POLITIK SANTRI TRADISIONAL DAN KEIKUTSERTAANNYA DALAM KEKUASAAN NEGARA

Abstract

Keikut-sertaan santri tradisional dalam pembentukan Negara Kesatuan Republik Indonesia (NKRI) telah dimaklumi oleh warga Negara. Bahkan ahli sejarah dari bangsa penjajah juga memakluminya, meskipun tidak banyak ditulis oleh ahli sejarah bangsa kita sendiri. Sejak zaman penjajahan Belanda dan Jepang, santri tradisional yang bertolak dari Pondok Pesantren, sudah berjuang untuk mengusir penjajah. Mereka bersepakat, bahwa haram hukumnya umat Islam dikuasai dan dipimpin oleh orang kafir, sehingga pakaian yang sering dipakai oleh penjajah juga haram dicontoh oleh umat islam. Itulah sebabnya, pakaian jas dan dasi pada saat itu, diharamkan oleh Kyai tradisional, karena dianggap mencontoh atau menyerupai sikap penjajah (orang kafir).

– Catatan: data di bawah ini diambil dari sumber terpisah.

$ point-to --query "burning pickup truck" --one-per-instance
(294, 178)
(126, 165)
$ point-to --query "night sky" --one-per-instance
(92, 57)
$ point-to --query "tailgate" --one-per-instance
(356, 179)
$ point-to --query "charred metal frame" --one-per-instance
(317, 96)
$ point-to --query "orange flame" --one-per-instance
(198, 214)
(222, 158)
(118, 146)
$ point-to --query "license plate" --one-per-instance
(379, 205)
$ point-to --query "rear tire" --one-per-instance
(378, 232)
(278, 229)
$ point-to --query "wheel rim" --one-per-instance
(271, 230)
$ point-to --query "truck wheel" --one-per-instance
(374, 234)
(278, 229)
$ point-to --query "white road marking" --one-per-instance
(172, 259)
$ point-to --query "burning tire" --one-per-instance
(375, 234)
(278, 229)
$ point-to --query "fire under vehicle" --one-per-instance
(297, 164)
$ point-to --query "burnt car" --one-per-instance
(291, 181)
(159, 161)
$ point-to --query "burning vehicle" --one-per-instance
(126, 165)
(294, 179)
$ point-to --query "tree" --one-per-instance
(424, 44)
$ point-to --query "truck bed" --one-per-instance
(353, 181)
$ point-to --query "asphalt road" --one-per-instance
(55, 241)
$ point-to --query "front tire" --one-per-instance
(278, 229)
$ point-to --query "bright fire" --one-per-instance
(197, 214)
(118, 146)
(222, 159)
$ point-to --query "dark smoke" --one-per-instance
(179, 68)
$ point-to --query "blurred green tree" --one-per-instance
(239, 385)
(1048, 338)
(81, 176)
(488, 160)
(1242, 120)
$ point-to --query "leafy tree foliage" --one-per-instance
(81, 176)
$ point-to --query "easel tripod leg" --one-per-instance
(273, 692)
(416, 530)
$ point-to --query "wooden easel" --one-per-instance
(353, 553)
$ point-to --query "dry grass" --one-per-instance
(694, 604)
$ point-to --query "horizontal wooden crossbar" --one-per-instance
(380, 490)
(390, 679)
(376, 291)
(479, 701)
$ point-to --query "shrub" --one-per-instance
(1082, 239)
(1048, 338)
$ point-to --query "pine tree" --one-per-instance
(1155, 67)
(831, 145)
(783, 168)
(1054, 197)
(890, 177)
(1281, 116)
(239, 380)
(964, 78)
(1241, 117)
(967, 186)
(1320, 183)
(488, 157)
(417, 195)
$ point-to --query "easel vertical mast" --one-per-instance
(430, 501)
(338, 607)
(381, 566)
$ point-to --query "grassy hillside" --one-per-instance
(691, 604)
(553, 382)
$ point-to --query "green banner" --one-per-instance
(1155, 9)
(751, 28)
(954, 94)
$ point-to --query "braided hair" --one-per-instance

Seluruh komponen bangsa yang merasakan pahit-getirnya akibat penjajahan, karena menguras sumber daya alam (SDA) dan sumber daya manusia (SDM), untuk kepentingan pihak penjajah, maka umat slam yang paling banyak merasakannya, ditambah lagi dengan pembatasan kegiatan kegamaan yang dituangkan dalam Undang-Undang (Ordinansi) yang sangat menyulitkan umat Islam, sehingga memaksa santri tradisional untuk melakukan perlawanan dengan pemuda muslim yang lain. Politik santri tradisional di masa ini, tidak untuk merebut kekuasaan Negara, tetapi mengusir penguasa (penjajah)k. dan pada saati Indonesia merdeka, di mana Belanda masih ingin kembali menjajah Nusantara, lagi-lagi santri tradisional mengangkat senjata bersama-sama dengan TNI, hingag 1950. Ketika pemerintah Orde Lama dengan menganut bentuk Demokrasi Parlementer dan Demokrasi Terpimpin, santri tradisional banyak terserap di Lembaga Parlemen dengan mewakili Partai NU ketika itu. Peran politik santri tradisional menurun, tatkala pada Orde Baru, kecuali sebagian kecil yang masih ingin berkiprah di Lembaga Politik, dengan cara menyebar di Golkar, PPP dan PDI. Sedangkan Lembaga Eksekutif tidak ada, karena lembaga tersebut dikuasai oleh militer. Kiprah yang begitu besar, tatkala perubahan pemerintahan Orde Baru ke Orde Reformasi, di mana santri tradisional mendapatkan kesempatan dengan mendirikan Partai Kebangkitan Bangsa (PKB), sebagian kecil ada di Golkar dan di PPP.